L’antica Tiond, chiamata la Verde o I Calen dagli elfi stessi, doveva la sua fondazione a Jerzat, uno dei primi Aran dopo Arabella. Tiond sorgeva nel bosco di Earlann, nel Doriath del nord, un luogo fitto di vegetazione rigogliosa e difficilissimo da percorrere per chi non è pratico del luogo e, soprattutto, per chi non appartiene alla stirpe Sindar, la sola che ben conosce i passaggi o i sentieri più nascosti o le vie più accessibili. Le rovine del villaggio vero e proprio, ancora oggi infestato, sono delimitate dalle anse del Salkien Duin, il Fiume Danzante.

La caratteristica che maggiormente rende Tindunan unica e inimitabile è la sua architettura che, se da una parte si compenetra perfettamente con ogni aspetto dell’ambiente boschivo, dall’altra riesce a rispettarne la natura, il suo aspetto e la mutazione delle ere e delle stagioni. Tindunan è un intreccio di decorazioni e contaminazioni, scambio ed armonia con la foresta, tutto espresso chiaramente attraverso i Telain che sono le tipiche costruzioni sugli alberi, arte squisitamente sindar. La struttura si adatta sempre alla foresta e mai viceversa, esprimendo così, attraverso edifici e costruzioni, il centro spirituale della filosofia di vita di ogni sindar. L’insieme di scalette e ponti, balconate sull’acqua e sulle alte cime delle secolari querce, trova  il suo culmine nei vari edifici squisitamente realizzati con gusto elfico, come la Locanda. I laboratori, le sale semplici e molto naturali, di convivialità e di studio, si alternano a luoghi dove dimorano fiere e fiori dai più variopinti colori, fino al tempio Arboreo di Suldanas, il Dio maggiormente venerato dai Sindar.
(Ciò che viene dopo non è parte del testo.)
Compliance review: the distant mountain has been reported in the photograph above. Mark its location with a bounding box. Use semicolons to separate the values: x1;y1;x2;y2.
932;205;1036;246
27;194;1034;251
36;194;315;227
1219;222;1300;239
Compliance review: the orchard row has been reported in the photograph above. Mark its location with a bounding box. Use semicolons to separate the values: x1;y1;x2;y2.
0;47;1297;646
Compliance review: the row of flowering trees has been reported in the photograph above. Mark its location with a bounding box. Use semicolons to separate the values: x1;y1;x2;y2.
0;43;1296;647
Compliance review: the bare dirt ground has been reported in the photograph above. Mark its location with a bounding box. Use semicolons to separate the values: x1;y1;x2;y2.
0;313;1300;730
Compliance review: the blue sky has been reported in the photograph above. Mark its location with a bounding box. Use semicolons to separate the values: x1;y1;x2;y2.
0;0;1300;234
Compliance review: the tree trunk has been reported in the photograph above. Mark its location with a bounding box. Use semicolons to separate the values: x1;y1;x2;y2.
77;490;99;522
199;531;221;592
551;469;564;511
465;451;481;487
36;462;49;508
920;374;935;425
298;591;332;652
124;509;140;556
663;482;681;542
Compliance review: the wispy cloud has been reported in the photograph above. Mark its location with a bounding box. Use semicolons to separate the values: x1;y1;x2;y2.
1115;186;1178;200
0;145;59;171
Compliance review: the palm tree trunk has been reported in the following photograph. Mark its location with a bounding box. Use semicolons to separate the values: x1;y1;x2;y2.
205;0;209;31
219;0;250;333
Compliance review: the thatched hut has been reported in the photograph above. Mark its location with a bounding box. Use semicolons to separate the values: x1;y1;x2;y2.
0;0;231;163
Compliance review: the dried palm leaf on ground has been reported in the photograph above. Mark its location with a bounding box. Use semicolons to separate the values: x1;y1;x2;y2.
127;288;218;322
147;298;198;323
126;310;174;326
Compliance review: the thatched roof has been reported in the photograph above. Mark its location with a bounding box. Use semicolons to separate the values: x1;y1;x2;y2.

La Tindunan città dei Sindar oggi è fa parte del Regno di Valinor, governato dalla coppia reale, il quenya Makindur degli Eldamar, e la sindar Beriannen en Nimbreth, giovane figlia di Agar en Nimbreth, primogenito di Arabella, la Regina “Bereth” più amata e leggendaria della vecchia Tiond.

I Sindar continuano le loro esistenze in perfetta simbiosi con gli spiriti-guida ed in base ad essi il popolo si divide in ordini cittadini con specifiche mansioni. L’equilibrio viene preservato e custodito così come le antiche tradizioni o le reliquie, in special modo quella del Drago Smeraldo, che insieme alla sua storia, sono tra i più grandi tesori e misteri del popolo silvano. Segreto e protetto è anche il mistero che lega il legname dorato del bosco tiondino, alle tradizioni del popolo Sindar, che nel ritenere “sacro” il particolare legno, si erge a custode del dono attribuito agli dei elfici stessi.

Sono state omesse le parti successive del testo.